Through singing, you can reduce the sensation of stress and depression, making the act of grieving less daunting.
#9. Free hugs for everyone
Physical contact through hugging brings comfort and a sense of togetherness. Many people complain about feeling cold when they are sad or stressed. You are likely to experience a similar sensation through the grief journey.
Physical contact such as hugging is proven to alleviate stress by releasing dopamine, serotonin, and oxytocin. The three feel-good hormones fulfill important functions:
- Dopamine is the pleasure hormone, helping to recenter your energy around positive feelings.
- Serotonin is an antidepressant that reduces the sensation of loneliness and anxiety.
- Oxytocin gives a feeling of comfort through stress reduction.
Holding someone’s hands or hugging for only 20 seconds can boost the production of feel-good hormones.
#10. Sport is not a distraction; it’s a meditative mood-boost
Being physically active releases endorphins, a neurotransmitter responsible for mood enhancement and discomfort relief.
You can’t eliminate grief just by joining your local gym. But you can build coping paths for yourself. Sports requires commitment and discipline, which are essential to learning how to live with grief in the long term. Physical activity is a fantastic excuse to force yourself to get out and engage with others. As grief can be isolating, building a fitness routine can help maintain a connection with the world around you.
#11. People are more likely to see the ghost of a loved one shortly after their passing
Do ghosts exist? Everybody has a different opinion. However, thinking you have seen the ghost of your loved one can happen whether you believe in ghosts or not. Indeed, the phenomenon is often linked to moving through the stages of grief and finding happiness in new things. It is a trick your mind plays on yourself as a way of giving you the blessing of your loved one.

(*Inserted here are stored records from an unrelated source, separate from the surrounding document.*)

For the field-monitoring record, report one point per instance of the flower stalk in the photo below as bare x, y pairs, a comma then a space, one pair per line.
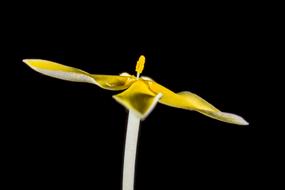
130, 151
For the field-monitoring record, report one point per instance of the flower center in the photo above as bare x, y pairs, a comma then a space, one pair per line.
140, 65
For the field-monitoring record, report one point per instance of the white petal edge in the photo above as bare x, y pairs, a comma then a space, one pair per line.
69, 76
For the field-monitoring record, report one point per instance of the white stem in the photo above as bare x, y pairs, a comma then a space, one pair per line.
130, 151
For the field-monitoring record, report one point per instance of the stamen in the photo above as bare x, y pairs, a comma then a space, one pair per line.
140, 65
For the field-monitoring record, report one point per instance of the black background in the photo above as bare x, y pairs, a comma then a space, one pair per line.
68, 134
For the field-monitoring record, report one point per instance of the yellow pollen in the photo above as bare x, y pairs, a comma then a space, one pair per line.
140, 65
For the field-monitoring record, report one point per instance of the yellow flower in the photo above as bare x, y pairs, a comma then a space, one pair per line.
141, 93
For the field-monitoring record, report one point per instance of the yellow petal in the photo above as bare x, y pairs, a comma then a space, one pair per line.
190, 101
138, 98
56, 70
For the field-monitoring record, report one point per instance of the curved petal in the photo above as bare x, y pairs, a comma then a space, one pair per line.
138, 98
56, 70
191, 101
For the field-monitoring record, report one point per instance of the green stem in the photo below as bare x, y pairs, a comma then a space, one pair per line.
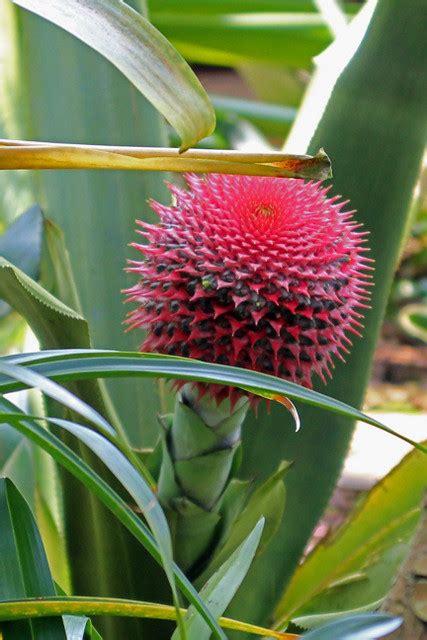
199, 448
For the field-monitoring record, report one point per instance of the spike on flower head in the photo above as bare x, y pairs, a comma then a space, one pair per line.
262, 273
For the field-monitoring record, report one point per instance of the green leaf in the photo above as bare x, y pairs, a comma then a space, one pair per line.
369, 626
142, 54
237, 38
375, 111
95, 103
16, 609
221, 587
83, 472
267, 501
22, 245
58, 393
270, 118
413, 320
114, 460
25, 572
17, 462
135, 485
80, 628
356, 566
81, 364
54, 324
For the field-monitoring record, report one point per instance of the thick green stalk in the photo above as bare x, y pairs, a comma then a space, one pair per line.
199, 445
374, 129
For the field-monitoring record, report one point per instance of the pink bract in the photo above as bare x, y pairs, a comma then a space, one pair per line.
262, 273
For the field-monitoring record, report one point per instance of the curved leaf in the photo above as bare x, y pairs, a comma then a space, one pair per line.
83, 472
92, 606
141, 53
80, 363
25, 571
22, 244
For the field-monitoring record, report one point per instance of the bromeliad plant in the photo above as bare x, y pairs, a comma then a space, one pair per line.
248, 287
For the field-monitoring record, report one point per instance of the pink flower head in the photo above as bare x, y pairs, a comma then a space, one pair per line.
261, 273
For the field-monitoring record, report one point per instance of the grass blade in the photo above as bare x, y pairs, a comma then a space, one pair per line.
83, 472
81, 364
91, 606
25, 571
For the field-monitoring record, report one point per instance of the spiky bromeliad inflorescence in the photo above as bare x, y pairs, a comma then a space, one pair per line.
261, 273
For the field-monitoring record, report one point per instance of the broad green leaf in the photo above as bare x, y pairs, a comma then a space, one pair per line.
270, 118
24, 569
112, 457
94, 606
369, 626
374, 109
86, 364
83, 472
135, 485
54, 324
141, 53
221, 587
356, 566
22, 244
267, 501
90, 101
58, 393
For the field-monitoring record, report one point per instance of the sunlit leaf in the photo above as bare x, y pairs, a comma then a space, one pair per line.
141, 53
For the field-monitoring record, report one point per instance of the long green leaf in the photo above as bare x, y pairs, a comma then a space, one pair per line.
79, 364
114, 460
24, 569
16, 609
58, 393
233, 6
60, 89
83, 472
233, 39
356, 566
376, 112
221, 587
141, 53
22, 244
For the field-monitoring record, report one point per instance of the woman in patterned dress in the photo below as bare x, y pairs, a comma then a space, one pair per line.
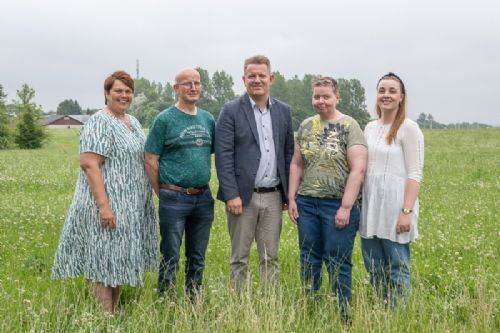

#12. Writing the things you couldn’t say
If you regret not opening up to someone, psychologists advise writing a letter to your loved one. Putting your thoughts in words and expressing them can help alleviate your regrets.
Grief is a slap in the face that can burn for several years. But, as we explore different coping mechanisms, we learn to cope and build a new path without a loved one. From lasagna to singing aloud, there is more than one way of finding your way back to life.